We know that a number of anti-Israel academics, led by Noam Chomsky, pressured Hawking to withdraw from the conference. This is typical of BDS tactics.
Adam Shay, writing at the Jerusalem Center for Public Affairs, recounts The successes and failures of the BDS campaign.
However on the basis of several interviews this writer conducted with visiting artists, such statements should usually be regarded as nothing more than lip-service. The main reasons for canceling concerts in Israel are generally not empathy for the suffering of Palestinians, ideological convictions, or a will to punish or boycott Israel.
One reason for bands canceling their scheduled concerts after being approached or targeted by BDS campaigners is in order to stop belligerent attacks from BDS operatives. In their attempts to bring about cancellations, these operatives carry out coordinated, simultaneous, and multi-dimensional attacks on the band, its individual members, its record company, its ongoing activities and scheduled concerts, as well as various fan-sites.
Such attacks vary from bombarding the band’s website, Facebook, and Twitter pages to the point that the sites often collapse, to direct threats against the artists personally.
Granted, there’s no evidence that Hawking was harassed, but he was clearly pressured. What BDS campaigners lack in persuasion they make up for in pressure.
It isn’t just that Hawking was subjected to BDS tactics; where he lives is important. In other words we can say that Hawking is only a symptom of other forces. According to the latest Pew Global Attitudes poll, of those who take one side or another in the conflict, 35% of Britons favor the Palestinians and only 19% favor Israel. Britain makes fertile ground for BDS activists.

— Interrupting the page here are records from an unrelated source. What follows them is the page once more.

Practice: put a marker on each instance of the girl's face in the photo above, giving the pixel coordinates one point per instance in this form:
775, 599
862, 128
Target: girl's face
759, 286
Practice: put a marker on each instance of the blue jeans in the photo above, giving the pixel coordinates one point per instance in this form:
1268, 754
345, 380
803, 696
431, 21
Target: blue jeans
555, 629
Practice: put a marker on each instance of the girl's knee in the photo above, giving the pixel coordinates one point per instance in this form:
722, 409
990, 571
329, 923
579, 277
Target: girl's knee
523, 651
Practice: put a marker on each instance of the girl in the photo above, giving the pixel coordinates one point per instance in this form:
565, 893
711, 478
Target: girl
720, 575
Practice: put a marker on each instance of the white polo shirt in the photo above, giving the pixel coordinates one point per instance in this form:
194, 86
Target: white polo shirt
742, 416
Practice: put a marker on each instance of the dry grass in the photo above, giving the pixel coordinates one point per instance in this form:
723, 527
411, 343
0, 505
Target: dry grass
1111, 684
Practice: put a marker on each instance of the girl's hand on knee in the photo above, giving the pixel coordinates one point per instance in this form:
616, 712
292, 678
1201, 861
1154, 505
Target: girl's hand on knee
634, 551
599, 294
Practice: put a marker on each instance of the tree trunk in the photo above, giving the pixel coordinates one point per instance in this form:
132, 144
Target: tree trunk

Of course not every British or subjected to BDS tactics goes along. In 2010 Benjamin Weinthal wrote about Johnny Lydon (aka Johnny Rotten of the Sex Pistols) and his refusal to given in to the pressure. Lydon was quoted in The Independent:
I really resent the presumption that I’m going there to play to right-wing Nazi jews [sic]. If Elvis-f-ing-Costello wants to pull out of a gig in Israel because he’s suddenly got this compassion for Palestinians, then good on him. But I have absolutely one rule, right? Until I see an Arab country, a Muslim country, with a democracy, I won’t understand how anyone can have a problem with how they’re treated.
Lydon deserves credit. His statement is devoid of sentimentality but he simply (if crudely) explained the idiocy of the BDS movement.
3) The boy who lived?
The Jerusalem Post recently reported about Muhammad Al-Dura: The boy who wasn’t really killed:
Not only was 12-year-old Gazan Muhammad al-Dura not killed by IDF fire in 2000 – he was not even hurt.
That was the preliminary finding of a special committee formed several years ago by Defense Minister Moshe Ya’alon and headed by Brig.- Gen. (res.) Yossi Kuperwasser, the former head of the Research and Analysis Division of the IDF Military Intelligence Directorate, and the current director-general of the Strategic Affairs Ministry.
Unfortunately that conclusion is a few years too late. The lie has traveled around the world quite a few times now.
The article notes that Mohammed al-Dura would be about 25 now. Israel Matzav speculated what may have happened to him in 2007.
For the best analysis of the Al Dura film, read Who shot Mohammed al-Dura? by James Fallows.